Students and faculty in Tennessee’s only full dance degree program are bringing themes of peace, freedom, protest, technology and identity to the screen with special guests and a special guest artist at their virtual Fall Dance Concert, “Screendance.”
It’s now available on the Department of Theatre and Dance‘s YouTube channel and to watch above.
The evening’s performances by MTSU’s pre-professional company showcase faculty, student and guest choreography and feature dancers of diverse abilities, thanks to this fall’s collaboration with guest artist Silva Laukkanen and six different dance groups, including members of the Borderless Arts Tennessee troupe.

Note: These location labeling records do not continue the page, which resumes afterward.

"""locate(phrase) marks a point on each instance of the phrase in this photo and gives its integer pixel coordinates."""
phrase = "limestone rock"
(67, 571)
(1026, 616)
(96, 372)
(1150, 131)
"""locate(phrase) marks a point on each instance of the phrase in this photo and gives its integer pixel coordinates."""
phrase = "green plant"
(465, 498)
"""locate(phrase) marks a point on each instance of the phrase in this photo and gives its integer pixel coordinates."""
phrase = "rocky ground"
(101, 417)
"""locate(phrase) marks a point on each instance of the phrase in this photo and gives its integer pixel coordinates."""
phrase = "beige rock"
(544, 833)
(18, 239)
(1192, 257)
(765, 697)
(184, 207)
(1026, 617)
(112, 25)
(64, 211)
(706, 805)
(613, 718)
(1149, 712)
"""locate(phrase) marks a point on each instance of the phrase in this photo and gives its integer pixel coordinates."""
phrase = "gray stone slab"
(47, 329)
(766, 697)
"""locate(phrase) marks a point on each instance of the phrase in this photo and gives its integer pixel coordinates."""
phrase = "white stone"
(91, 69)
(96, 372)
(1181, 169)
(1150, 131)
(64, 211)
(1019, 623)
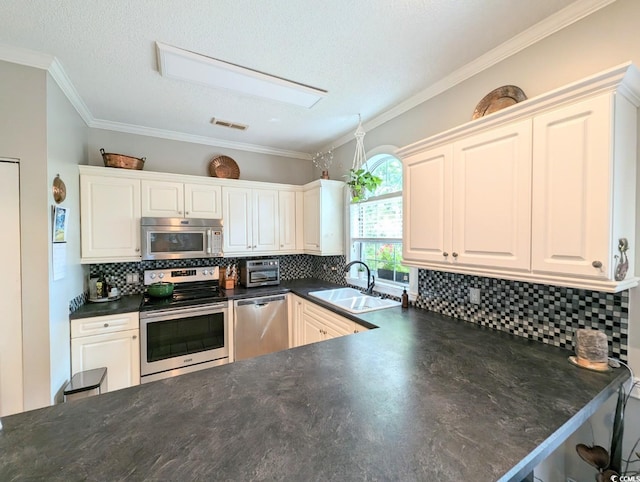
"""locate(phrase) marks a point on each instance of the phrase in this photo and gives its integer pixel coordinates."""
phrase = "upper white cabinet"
(250, 218)
(492, 198)
(542, 191)
(110, 218)
(288, 211)
(474, 199)
(258, 217)
(323, 218)
(583, 184)
(177, 199)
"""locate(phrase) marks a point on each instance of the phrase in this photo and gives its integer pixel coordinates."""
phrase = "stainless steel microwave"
(180, 238)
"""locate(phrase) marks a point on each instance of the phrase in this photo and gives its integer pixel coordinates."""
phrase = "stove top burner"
(185, 294)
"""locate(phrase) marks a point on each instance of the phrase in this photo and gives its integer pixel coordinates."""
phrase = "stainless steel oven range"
(187, 331)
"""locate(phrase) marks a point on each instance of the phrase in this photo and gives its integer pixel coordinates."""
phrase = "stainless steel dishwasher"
(260, 326)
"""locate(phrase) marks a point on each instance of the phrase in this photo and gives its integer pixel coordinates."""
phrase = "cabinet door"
(265, 220)
(202, 201)
(110, 218)
(311, 231)
(427, 205)
(162, 199)
(492, 198)
(237, 219)
(312, 329)
(119, 352)
(287, 220)
(571, 193)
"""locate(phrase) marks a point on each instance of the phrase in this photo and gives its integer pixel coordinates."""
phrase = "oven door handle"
(172, 314)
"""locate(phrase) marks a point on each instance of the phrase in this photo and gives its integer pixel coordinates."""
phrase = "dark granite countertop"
(423, 397)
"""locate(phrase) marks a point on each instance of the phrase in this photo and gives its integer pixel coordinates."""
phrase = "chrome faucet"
(371, 280)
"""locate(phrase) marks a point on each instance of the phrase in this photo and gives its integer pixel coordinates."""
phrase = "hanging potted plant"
(360, 182)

A grant from the Tennessee Arts Commission allowed MTSU dancers to work remotely with Laukkanen, Borderless Arts and Art Spark Texas for three weeks to create a dance focusing on peace.
The result, simply titled “Peace,” honors the late arts education activist Jean Kennedy Smith, founder of VSA, an international organization on arts and disabilities.
Laukkanen, director of integrated dance for Austin-based Art Spark Texas, called the experience with the MTSU and Borderless Arts teams “wonderful” and a “strange juxtaposition” of new opportunities to collaborate, create and dance together with dancers of all abilities.
“On the one hand I feel happy and excited to see the work, but, on the other hand, I feel the sense of loss that we are not in a big dance space all together moving, talking, exchanging ideas, and dancing,” Laukkanen writes in a blog post on Art Spark Texas’ website.
“On the plus side, I’m getting more used to this virtual platform, and I recognize the accessibility and what it has done to break isolation for people with disabilities. There will be a virtual component in our work from this point on, but I’m also looking forward to being in-person in the dance and creative spaces with people.”
Art Spark Texas and Borderless Arts Tennessee provide and promote arts programming, inclusivity and accessibility in schools and communities across each state.
Additional performances in this fall’s MTSU dance concert, presented by MTSU Arts and captured on video by students in Department of Media Arts professor Bob Gordon’s advanced multi-camera TV production course, include:
• “Dance of Freedom,” choreographed by associate professor Meg Brooker, MTSU Dance Theatre director. The dance focuses on voting rights and social activism, using historic choreography and paying tribute to dancer Florence Fleming Noyes and her 1914 solo “Dance of Freedom” embodying the women’s suffrage struggle.
• Dance lecturer Jade Treadwell’s “Fists in the Air,” inspired by the power of gestures like the iconic human-rights demonstration at the 1968 Olympics medal ceremony, the peaceful protests from the 1960s U.S. civil rights movement and the Black Lives Matter events of today.
• Dance instructor Laurel Walker’s “Leitmotif,” a continuation of a fall 2019 dance exploring humans’ obsession with technology. This presentation depicts humanity’s need to loosen the tether from their devices.
• “Clique,” created by MTSU alumnus and adjunct instructor Aaron Allen Jr., a two-part work inspired by the New York underground ball scene in the 1970s and 1980s that explores identity, community and mourning in the House dance style.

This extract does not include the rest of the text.